Speaker
Description
Shape coexistence is a phenomenon where multiple shapes occur within the same nucleus and has been proposed to exist in all nuclei [1]. In particular, neutron-deficient Pb nuclei near the N=104 mid-shell provide fruitful ground for investigating this phenomenon.
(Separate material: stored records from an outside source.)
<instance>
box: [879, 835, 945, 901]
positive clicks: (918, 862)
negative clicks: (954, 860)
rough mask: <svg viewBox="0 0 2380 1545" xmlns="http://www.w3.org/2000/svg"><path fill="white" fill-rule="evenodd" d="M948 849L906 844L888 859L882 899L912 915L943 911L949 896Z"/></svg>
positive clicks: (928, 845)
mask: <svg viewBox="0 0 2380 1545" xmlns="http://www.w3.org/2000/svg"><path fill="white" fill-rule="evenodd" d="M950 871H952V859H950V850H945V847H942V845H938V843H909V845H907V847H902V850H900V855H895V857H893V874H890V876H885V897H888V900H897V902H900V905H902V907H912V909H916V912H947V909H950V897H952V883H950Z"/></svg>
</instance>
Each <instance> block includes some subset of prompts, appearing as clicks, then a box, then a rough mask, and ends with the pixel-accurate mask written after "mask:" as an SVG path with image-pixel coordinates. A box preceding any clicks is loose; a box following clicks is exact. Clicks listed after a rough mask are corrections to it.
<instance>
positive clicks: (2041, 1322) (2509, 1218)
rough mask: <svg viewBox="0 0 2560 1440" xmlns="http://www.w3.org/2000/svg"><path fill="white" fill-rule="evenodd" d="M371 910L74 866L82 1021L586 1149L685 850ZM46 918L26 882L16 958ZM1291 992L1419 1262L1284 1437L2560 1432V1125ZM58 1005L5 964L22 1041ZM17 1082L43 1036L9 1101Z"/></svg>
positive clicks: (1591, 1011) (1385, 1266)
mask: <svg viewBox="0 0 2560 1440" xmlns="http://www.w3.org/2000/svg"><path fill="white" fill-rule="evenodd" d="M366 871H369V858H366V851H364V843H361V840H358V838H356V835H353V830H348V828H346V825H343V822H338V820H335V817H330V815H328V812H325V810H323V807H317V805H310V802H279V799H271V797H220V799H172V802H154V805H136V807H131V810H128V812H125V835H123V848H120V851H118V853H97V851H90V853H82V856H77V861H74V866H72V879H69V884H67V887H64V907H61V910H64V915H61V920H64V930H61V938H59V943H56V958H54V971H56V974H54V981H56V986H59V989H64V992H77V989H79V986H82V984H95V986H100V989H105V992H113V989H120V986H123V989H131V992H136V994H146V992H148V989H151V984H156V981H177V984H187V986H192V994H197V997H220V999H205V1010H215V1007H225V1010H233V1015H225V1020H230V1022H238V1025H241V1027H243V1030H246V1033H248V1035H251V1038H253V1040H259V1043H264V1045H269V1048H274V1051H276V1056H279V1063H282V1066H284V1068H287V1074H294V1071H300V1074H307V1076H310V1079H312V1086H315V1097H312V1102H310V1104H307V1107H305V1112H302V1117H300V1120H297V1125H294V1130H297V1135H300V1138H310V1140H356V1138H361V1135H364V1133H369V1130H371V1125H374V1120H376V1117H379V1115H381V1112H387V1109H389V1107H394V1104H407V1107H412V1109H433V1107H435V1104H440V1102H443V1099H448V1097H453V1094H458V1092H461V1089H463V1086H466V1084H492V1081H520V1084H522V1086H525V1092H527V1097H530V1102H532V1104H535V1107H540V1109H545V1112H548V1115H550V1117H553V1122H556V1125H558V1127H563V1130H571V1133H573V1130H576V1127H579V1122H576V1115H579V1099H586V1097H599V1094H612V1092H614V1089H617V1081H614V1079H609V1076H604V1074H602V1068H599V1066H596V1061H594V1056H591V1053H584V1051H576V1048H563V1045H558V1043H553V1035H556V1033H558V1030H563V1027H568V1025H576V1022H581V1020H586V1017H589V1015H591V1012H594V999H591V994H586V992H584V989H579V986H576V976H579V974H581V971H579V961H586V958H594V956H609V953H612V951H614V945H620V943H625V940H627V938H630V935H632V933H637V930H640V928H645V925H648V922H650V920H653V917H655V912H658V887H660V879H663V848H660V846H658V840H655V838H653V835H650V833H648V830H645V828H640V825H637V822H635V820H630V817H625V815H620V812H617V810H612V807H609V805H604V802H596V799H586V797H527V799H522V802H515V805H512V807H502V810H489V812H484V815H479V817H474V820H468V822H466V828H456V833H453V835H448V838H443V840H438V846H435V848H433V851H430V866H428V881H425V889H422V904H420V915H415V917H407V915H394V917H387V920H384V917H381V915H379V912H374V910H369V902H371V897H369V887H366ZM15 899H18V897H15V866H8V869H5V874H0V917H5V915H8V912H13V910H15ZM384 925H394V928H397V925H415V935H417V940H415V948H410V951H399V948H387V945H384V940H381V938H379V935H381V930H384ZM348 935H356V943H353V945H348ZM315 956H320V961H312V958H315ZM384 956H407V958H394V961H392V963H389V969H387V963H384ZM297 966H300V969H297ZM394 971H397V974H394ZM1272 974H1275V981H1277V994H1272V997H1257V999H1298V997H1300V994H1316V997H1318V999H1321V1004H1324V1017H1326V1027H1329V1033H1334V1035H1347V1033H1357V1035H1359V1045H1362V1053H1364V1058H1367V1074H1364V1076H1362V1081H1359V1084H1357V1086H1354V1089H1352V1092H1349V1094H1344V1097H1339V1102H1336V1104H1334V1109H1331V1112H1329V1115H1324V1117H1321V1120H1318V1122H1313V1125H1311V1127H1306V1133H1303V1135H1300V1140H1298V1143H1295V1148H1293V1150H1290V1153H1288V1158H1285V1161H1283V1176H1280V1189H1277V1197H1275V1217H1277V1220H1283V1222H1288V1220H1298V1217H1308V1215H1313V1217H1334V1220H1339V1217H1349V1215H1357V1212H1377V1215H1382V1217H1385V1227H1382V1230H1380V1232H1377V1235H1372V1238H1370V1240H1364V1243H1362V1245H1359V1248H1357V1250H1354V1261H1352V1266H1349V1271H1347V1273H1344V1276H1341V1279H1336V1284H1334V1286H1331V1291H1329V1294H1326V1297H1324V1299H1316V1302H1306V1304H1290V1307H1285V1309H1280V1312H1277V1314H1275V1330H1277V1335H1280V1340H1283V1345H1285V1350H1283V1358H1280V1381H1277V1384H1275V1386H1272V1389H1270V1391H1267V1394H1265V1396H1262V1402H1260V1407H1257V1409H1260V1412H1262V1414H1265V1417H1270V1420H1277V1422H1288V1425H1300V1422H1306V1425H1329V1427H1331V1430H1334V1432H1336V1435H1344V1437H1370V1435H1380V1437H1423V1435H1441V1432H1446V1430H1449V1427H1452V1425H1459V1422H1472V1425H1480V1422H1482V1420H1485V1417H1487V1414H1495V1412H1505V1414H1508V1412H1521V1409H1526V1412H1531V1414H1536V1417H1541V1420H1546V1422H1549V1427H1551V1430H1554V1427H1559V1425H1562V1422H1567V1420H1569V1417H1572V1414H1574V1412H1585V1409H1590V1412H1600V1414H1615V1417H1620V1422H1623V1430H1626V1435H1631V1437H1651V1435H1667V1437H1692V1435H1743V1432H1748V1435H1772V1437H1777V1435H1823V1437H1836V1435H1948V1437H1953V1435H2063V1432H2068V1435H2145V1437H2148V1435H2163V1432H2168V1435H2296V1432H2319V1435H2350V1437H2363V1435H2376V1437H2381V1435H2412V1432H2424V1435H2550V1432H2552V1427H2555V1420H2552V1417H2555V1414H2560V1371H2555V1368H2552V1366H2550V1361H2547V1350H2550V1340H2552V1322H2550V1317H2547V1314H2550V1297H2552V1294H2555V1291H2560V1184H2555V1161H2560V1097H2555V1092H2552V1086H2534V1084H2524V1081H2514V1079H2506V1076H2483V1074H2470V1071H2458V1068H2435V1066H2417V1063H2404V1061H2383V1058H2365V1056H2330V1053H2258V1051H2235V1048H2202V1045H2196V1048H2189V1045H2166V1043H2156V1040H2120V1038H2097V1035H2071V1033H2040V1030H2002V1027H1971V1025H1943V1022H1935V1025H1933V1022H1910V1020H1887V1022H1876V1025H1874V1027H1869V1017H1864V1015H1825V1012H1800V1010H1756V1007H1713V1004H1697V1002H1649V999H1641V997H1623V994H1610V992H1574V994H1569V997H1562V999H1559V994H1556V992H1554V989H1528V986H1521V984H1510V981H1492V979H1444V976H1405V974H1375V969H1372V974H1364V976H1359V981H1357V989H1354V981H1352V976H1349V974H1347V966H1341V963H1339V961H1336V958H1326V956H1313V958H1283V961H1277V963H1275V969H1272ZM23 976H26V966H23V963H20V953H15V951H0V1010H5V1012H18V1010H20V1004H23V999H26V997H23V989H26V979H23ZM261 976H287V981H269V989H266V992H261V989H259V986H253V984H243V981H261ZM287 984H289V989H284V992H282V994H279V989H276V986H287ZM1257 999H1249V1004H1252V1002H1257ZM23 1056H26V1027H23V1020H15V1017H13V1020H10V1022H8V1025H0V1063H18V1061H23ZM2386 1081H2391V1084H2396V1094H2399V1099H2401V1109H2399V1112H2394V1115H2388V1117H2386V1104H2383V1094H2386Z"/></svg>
Notably, $^{186}$Pb, $^{188}$Pb and $^{190}$Pb isotopes exhibit three distinct shapes near their ground states [2-7]. In the shell-model picture, these three shapes are associated with 0p-0h (spherical), 2p-2h (oblate) and 4p-4h (prolate) multiproton-multihole configuration [8].
Recently, we have performed two complementary in-beam experiments to asses competing shapes in the $^{190}$Pb nucleus: one utilised a simultaneous in-beam γ-ray and conversion electron spectrometry, and the other employed plunger device for lifetime measurements of excited states. These experiments allowed for the reassigning of the yrast band with a predominantly oblate shape, confirmed predominantly prolate shape assignment for the non-yrast band, and discovered a candidate for the spherical 2$^+$ state. These findings highlight the power of combining these two distinct methods to enhance our understanding on shape coexistence.
This presentation will cover the latest in-beam experiments in this region performed at the Accelerator Laboratory in Jyväskylä, Finland [3,6,7].
[1] Heyde, K. & Wood, J. L. Phys. Scr. 91, 083008 (2016)
[2] Andreyev, A. N. et al. Nature 405, 430–433 (2000)
[3] Ojala, J. et al. Commun. Phys. 5, 213 (2022)
[4] Bijnens, N. et al. Z. Phys. A, 356, 1 (1999)
[5] Dracoulis, G. et al. Phys. Rev C, 69, 054318 (2004)
[6] Montes-Plaza, A. et al. Comm.phys. 8, 8 (2025)
[7] Papadakis, P. et al. Phys. Lett. B 858, 139048 (2024)
[8] Heyde, K. & Wood, J. L. Rev. Mod. Phys. 83, 1467–1521 (2011).